The new rules announced recently are going to allow traders to offset annual losses against gains, which could be considered a generous decision in favor of traders since most market participants are trading at a loss rather than a profit.
As the Finance Minister told a news conference, a value-added-tax will total 7% for cryptocurrency trading. The tax exemption will be in effect from April 2022 to December 2023, which will also cover the trading of CBDC, yet to be issued by the central bank, he stated.
The digital industry and cryptocurrencies have grown rapidly in Thailand in the past year after the market’s capitalization tripled and reached one trillion in November. The number of trading accounts on officially regulated exchanges reached approximately two million at the end of 2021—up from 170,000 earlier that year.

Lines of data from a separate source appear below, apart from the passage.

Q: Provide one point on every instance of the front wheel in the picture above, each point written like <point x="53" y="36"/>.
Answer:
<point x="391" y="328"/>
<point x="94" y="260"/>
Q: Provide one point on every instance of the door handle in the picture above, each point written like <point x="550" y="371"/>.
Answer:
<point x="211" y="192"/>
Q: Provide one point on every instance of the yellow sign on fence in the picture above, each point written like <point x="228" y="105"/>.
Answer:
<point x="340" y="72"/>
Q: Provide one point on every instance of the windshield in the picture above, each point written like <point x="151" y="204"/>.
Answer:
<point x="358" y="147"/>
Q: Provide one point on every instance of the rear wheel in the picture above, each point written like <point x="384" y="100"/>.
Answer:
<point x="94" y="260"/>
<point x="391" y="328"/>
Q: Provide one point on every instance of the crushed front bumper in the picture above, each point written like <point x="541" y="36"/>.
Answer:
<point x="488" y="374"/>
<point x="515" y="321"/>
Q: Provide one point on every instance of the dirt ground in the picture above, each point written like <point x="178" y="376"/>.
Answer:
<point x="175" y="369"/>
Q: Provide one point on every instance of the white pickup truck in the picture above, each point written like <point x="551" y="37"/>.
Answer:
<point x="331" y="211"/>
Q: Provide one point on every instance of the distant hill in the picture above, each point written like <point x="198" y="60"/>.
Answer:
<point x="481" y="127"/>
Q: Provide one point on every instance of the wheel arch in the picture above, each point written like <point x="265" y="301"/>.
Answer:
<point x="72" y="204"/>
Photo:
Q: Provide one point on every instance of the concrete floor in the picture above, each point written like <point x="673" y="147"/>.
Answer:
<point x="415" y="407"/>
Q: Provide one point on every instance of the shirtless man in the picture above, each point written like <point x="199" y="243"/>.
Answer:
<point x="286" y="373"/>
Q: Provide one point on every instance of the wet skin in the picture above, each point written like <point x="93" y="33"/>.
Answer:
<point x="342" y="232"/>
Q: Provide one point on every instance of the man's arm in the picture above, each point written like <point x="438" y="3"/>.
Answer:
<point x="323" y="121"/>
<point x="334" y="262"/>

Bitcoin remains the most popular cryptocurrency in the country, just as in any other part of the world.
Old taxation system
Previously, sources from the Finance Ministry of Thailand stated that everyone profiting from cryptocurrency trading will have to pay a 15% gains tax from selling digital currencies. The ministry has recommended that market participants mark their income from cryptocurrencies separately in 2022.
Numerous industry representatives stated that it is extremely complicated to properly file cryptocurrency trading incomes since the majority of cryptocurrency trading pairs are tied to the United States dollar rather than THB, which quite often fluctuates against the U.S. currency.